Si pudiéramos vender todo este mango, las cosas para nosotros serían mejores, pero no hay caminos y uno tiene que sacar la fruta a lomo de bestia. Aquí los comemos cuando hay, todos los que podemos porque es una fruta muy buena. Pero con todo, son muchos y las vacas, los cerdos y las mulas también se los comen.

Tuve la certeza de que así era porque en ese momento un cerdo pasó cerca de nosotros y comió dos de ellos. Hasta el hueso se tragó.

Según don Emilio, cada año se echan a perder noventa toneladas de mangos de buena calidad que podrían venderse en borbollones o La Ciudad, incluso hasta El Salto. Pero con el hambre, no pensábamos en otra cosa que comer mangos: cinco, diez, quince. Los que fueran antes que echarse a perder porque "es un pecado dejar que la comida se eche a perder". "Ustedes dispensen que sean de los corrientes, pero no hemos plantado los finos porque no tiene caso".

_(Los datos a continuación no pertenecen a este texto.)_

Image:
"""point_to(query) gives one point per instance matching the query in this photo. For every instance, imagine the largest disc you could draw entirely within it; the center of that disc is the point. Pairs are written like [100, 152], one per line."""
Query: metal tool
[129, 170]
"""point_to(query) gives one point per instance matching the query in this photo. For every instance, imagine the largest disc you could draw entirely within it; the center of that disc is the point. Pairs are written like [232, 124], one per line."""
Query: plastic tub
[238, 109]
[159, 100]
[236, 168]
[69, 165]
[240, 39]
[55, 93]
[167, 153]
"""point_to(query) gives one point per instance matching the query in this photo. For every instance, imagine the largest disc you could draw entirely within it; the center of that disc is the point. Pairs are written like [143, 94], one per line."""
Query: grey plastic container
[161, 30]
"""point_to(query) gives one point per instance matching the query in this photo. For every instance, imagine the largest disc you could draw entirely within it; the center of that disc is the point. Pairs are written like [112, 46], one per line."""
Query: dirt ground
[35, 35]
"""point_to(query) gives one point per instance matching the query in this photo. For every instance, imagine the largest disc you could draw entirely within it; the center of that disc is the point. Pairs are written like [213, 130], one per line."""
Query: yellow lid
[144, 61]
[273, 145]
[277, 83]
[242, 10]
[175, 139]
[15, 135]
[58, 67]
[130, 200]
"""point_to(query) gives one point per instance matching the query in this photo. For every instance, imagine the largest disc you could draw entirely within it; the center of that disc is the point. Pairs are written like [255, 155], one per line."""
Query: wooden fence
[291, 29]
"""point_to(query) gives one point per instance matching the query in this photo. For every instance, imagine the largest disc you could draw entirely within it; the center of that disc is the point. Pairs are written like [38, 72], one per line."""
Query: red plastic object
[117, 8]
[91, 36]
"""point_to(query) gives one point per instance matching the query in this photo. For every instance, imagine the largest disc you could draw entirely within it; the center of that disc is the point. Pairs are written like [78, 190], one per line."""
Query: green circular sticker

Y luego, una comida: frijoles, tortillas y un huevo frito para cada uno. Café endulzado era el complemento. Así es la gente en la sierra: nunca preguntan cuántos son ni cuánta hambre tienen; siempre le dan de comer a todo viajero. Y además, su casa y su amistad.

Las laderas áridas

Al día siguiente, caminamos con lentitud tanto por la cantidad de mangos que añadimos a nuestras provisiones como por lo adoloridos que teníamos los músculos de las piernas: bajar una barranca no es tan sencillo como parece. Se cansan todos los músculos de las piernas porque el esfuerzo es completamente diferente al que estamos acostumbrados a hacer. Sin embargo, estos dos inconvenientes desaparecieron de nuestra mente cuando cruzamos el río Presidio por un puente colgante bastante viejo, con los cables de acero muy flojos y los maderos ya podridos; abajo, un caudal tremendo de agua sucia por las lluvias que caían en lo alto de la sierra. Era verano.

Una vez que pasamos a la otra orilla, nos enfrentamos a la parte más ardua de toda la barranca: la subida. Ã?sta, como la mayoría de las pendientes que dan al sur en la Sierra Madre Occidental, era bastante árida, a comparación de las pendientes de la otra vertiente: verdes, tropicales y frescas. Si la bajada nos había costado varias horas de caminar, la subida sería un esfuerzo bastante prolongado, que trataríamos de atenuar con el jugo de los mangos. Pero no podríamos evitar el sol, a menos que lloviera todo el día y ya sabíamos que después de un par de horas querríamos evitar estar empapados sin lograrlo.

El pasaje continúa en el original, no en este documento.